McGill Students Demand Policy Reform After Sexual Assault Allegations
Student Groups Demand External Investigation
Following the sexual violence on campus policy reforms at Concordia, the Student Society of McGill University and other student groups are demanding an external investigation into the handling of complaints against faculty members.
Over 1,000 students, including 41 students groups, have signed this letter in solidarity with SSMU to pressure the Faculty of Arts to take action surrounding the complaints.
“We were told that it couldn’t happen, and then we looked over at our neighbour and they were doing it, so we didn’t accept that anymore,” said Connor Spencer, the
vice president of SSMU, which represents undergraduate students.
SSMU sent an open letter to McGill’s administration on Wednesday demanding an external investigation specifically into the office of the Dean of Arts.
In 2016, McGill’s senate passed a policy against sexual violence that supposedly covers all of the faculty members in the university, but this policy only handles complaints against students.
Any complaint filed against faculty members are directed to their respective Dean. SSMU is directly addressing Mcgill’s Faculty of Arts, considering the number of complaints that have been allegedly filed without any action having taken place.
The letter addressed the allegations of sexual misconduct by faculty members at McGill that have been brushed under the rug and set aside until further notice. The letter said an investigation is needed to hold the alleged faculty accountable and force the University to respond more appropriately to the needs of the students. Five professors at McGill were allegedly accused with misconduct on campus, told by the CBC on Wednesday morning.
The alleged unprofessional behavior by some faculty members included recurring instances of professors sleeping with undergraduate students, entering abusive relationships with students, and acting in inappropriate behavior during office hours. Some students felt like they were obliged to do extra work outside of the classroom, that is not necessarily related to the workload.
McGill student groups want to tackle how long it takes to address complaints against faculty in the Arts department. Some include the Arts Undergraduate Society, the Sexual Assault Centre of the McGill Students’ Society, and their Our Turn chapter—the national movement pushing for better sexual assault policies on Canadian universities.
A response to the letter was sent directly to Spencer by McGill’s Provost and Vice-Principal Christopher Manfredi. It countered what the SSMU wrote in the letter,
saying that the University is taking action against sexual violence on campus. “Every report and complaint of misconduct that contains sufficient details is investigated,” was written in the response letter.
The Quebec confidentiality law allows the University to disclose any information regarding investigations concerning faculty and revealing the results.
Because of this law, the University has no obligation to update student groups with such investigations.
“We as the [Arts Undergraduate Society] and our AUS team have been in this conversation with administration, we have asked for these changes […] and we have been met with resistance.” said Rebecca Scarra, VP Internal of AUS at Mcgill.
The AUS said they want more action, transparency and more effective communication with the administration.
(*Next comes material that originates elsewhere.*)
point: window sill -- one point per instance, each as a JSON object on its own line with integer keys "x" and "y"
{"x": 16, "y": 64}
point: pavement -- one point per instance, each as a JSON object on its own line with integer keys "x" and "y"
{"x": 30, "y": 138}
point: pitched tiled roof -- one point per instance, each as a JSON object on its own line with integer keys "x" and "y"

As for now, Scarra said the process to bring forward complaints is currently difficult to navigate and inaccessible.
“We are also not attempting to maliciously submerge the system, but we realize that they exist for a reason,” said Madeline Wilson, VP Academic of the AUS. “We are calling for a change.”
McGill’s sexual assault centre provides aid and resources to students who have been abused by faculty members. All of the information that is presented to the centre is strictly confidential.
“The students know who these professors are, the University knows who these professors are,” claimed Maeve Botham, who works at the centre.
Botham said students tend to not come forward with their experiences because they worry they wouldn’t be believed.
The sexual assault centre said that they support their decision and will provide support services to help them from any trauma.
Spencer said that she has been demanding for sexual violence policy reform since September, and now that allegations against professors at McGill have risen, she said it is necessary to address these complaints of sexual assault.
“McGill is very good at the reactive, and not so great at being proactive,” said Spencer.
She said the administration needs to start moving forwards, as the conversation of sexual assault on violence is being constantly repeated with no further action plan.
These student groups at McGill will be compiling a reports of their demands for a policy reform, as well as an action plan to create a document before their mandate ends on May 31.